Argumentava-se então que havia de se encontrar um
espaço para o povo judeu, que ninguém queria receber depois do genocídio
alemão. Muito antes dessa catástrofe, os sionistas judeus tinham já pensado em
vários locais para[2] o seu futuro Estado. No final do século XIX, a região do
Uganda, no que é hoje o Quénia, então colónia inglesa, foi ponderada como um
possível local para o futuro Estado de Israel. Um espaço na Argentina chegou
também a ser considerado. Mais tarde, auscultado sobre um local no norte de
África (no que é hoje a Líbia), o rei da Itália, Victor Emmanuel, terá
recusado, respondendo: “Ma è ancora casa di altri”. Mas nenhum europeu, por
mais preocupado com a situação dos judeus, jamais pensou num lugar dentro da
própria Europa. Havia que inventar-se “uma terra sem povo para um povo sem
terra”. Mesmo que fosse necessário obliterar um povo. E assim se vem
paulatinamente eliminando um povo da face da terra desde há sessenta e seis
anos. A Cisjordânia palestiniana vem sendo desmantelada pelos colonatos ilegais
e a Faixa de Gaza transformada em prisão a céu aberto. A extrema-direita
israelita é apenas mais estridente do que o governo ao reclamar que os “árabes
fedorentos de Gaza sejam lançados ao mar”. O que é espantoso, comenta o
historiador judeu israelita, Ilan Pappé em The Ethnic Cleansing of Palestine
(2006), é ver como os judeus, em 1948, há tão pouco tempo expulsos das suas
casas, espoliados dos seus pertences e por fim exterminados, procederam sem
pestanejar à destruição de aldeias palestinianas, com expulsão dos seus
habitantes e massacre daqueles que se recusaram a sair.
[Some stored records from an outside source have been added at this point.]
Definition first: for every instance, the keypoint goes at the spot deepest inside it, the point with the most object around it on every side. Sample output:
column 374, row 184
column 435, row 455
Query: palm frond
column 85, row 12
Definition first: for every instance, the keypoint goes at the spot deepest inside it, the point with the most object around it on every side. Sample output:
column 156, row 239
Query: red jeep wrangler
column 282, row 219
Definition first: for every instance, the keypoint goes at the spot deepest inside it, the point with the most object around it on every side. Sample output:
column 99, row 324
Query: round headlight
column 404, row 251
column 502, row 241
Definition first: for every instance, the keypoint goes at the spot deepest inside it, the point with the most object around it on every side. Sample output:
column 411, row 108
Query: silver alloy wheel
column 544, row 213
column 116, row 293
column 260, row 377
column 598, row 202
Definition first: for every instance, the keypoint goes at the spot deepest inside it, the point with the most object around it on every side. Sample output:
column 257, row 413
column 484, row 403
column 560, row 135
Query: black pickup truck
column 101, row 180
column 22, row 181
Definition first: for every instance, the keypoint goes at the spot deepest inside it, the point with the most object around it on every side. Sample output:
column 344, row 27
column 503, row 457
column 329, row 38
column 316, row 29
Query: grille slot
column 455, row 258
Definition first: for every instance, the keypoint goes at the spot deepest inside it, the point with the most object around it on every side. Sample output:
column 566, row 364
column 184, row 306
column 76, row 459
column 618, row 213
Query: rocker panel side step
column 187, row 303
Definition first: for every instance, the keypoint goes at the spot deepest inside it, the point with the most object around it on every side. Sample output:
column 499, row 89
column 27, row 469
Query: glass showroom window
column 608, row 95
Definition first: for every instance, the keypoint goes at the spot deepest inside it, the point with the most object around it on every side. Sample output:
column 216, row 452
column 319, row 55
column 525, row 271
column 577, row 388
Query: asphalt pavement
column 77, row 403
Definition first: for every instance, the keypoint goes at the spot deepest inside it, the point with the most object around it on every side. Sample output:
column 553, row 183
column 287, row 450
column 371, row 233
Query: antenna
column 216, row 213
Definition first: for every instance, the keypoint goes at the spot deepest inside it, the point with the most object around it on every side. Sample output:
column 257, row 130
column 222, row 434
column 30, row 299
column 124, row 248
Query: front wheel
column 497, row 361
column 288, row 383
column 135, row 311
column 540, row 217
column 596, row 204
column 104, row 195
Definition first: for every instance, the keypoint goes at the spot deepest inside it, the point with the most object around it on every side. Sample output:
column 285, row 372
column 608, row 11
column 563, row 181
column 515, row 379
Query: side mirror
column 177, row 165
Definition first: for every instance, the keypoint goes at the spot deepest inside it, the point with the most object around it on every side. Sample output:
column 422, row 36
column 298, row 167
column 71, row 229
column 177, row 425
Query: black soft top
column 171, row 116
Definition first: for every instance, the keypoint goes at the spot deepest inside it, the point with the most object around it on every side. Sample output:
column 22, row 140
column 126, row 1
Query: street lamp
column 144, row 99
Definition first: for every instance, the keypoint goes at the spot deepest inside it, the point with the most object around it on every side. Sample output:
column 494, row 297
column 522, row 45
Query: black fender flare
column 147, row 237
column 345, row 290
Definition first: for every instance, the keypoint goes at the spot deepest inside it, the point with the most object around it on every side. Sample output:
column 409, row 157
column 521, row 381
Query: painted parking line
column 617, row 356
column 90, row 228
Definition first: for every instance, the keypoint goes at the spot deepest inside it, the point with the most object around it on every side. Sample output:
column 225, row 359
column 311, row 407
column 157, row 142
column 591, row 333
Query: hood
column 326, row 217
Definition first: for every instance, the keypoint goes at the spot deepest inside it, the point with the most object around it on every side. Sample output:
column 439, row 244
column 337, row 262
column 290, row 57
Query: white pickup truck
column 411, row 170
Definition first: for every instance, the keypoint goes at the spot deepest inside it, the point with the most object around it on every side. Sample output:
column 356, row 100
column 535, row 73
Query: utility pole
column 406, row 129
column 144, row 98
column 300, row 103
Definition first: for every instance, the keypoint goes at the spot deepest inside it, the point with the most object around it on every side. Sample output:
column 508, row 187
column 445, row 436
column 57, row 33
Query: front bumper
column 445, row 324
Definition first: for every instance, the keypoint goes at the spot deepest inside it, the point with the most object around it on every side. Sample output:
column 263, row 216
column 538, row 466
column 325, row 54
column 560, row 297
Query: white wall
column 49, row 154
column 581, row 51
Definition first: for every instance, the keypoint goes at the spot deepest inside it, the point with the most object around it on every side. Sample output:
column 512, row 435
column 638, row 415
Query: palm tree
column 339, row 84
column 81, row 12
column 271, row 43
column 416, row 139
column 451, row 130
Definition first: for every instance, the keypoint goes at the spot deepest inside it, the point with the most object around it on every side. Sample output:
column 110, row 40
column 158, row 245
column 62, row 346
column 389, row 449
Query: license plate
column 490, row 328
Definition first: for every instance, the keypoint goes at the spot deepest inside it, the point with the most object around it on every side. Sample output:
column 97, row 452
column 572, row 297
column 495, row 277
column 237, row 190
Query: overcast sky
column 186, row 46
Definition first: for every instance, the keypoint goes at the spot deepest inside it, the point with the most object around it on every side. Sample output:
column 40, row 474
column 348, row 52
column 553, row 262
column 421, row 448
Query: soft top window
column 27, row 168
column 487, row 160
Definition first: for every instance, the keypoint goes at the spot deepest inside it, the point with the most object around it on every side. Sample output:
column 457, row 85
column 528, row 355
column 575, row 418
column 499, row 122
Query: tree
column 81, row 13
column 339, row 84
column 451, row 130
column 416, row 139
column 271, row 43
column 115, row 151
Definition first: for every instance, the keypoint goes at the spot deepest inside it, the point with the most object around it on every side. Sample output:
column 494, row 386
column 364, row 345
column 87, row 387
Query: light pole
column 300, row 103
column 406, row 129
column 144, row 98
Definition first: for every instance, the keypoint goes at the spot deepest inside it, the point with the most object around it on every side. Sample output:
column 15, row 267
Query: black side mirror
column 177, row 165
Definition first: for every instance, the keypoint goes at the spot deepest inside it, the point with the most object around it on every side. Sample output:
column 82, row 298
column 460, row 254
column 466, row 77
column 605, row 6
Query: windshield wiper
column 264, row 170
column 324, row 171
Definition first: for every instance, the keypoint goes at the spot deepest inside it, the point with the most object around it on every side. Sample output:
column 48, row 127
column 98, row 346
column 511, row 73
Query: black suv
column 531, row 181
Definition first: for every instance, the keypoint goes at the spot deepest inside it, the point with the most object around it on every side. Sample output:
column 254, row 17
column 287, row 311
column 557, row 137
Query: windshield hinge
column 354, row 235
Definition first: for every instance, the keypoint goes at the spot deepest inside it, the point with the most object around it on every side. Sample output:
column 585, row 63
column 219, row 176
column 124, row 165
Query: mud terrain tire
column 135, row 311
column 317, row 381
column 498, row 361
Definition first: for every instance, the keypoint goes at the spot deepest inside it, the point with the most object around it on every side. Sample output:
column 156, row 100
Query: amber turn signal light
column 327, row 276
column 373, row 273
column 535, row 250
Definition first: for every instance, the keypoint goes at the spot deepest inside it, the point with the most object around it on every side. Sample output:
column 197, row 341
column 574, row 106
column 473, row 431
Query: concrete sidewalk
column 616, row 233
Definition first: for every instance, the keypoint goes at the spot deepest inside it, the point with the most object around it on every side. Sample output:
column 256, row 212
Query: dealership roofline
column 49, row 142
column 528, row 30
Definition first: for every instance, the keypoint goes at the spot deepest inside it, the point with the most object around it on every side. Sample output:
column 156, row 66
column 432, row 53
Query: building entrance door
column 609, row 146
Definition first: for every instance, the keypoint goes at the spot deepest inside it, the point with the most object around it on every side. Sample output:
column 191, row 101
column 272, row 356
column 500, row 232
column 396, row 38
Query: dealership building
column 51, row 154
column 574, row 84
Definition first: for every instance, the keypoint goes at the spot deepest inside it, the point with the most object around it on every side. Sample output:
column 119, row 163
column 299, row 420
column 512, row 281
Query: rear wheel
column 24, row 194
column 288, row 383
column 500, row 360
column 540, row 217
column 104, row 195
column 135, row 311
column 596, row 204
O controverso
comentário de José Saramago de há alguns anos de que o espírito de Auschwitz se
reproduz em Israel faz hoje mais do que nunca.
Assim foi sacrificada a Palestina, invocadas razões
bíblicas e históricas, que a Bíblia não sanciona e a história viria a
desmistificar. Muitos judeus, como os que constituem a Jewish Voice for Peace,
não são sionistas e consideram que o Estado de Israel, nas condições em que foi
criado (um território, um povo, uma língua, uma religião) é uma arcaica
aberração [3] colonialista fundada no mito de uma “terra de Israel” e de um
“povo judaico”, que a Bíblia nem sequer confirma. Como bem demonstra, entre
outros, o historiador judeu israelita, Shlomo Sand, a Palestina como a “terra
de Israel” é uma invenção recente (The Invention of the Land of Israel, 2012).
Aliás, ainda segundo o mesmo autor, também o conceito de “povo judaico” é uma
invenção recente (The Invention of the Jewish People, 2009).
A criação do Estado judaico de Israel configura um
crime continuado cujos abismos mais desumanos se revelam nos dias de hoje.
Declarada a sua extinção, os cidadãos do mundo propõem a criação na Palestina
de um Estado secular, plurinacional e intercultural, onde judeus e
palestinianos possam viver pacifica e dignamente. A dignidade do mundo está
hoje hipotecada à dignidade da convivência entre palestinianos e judeus.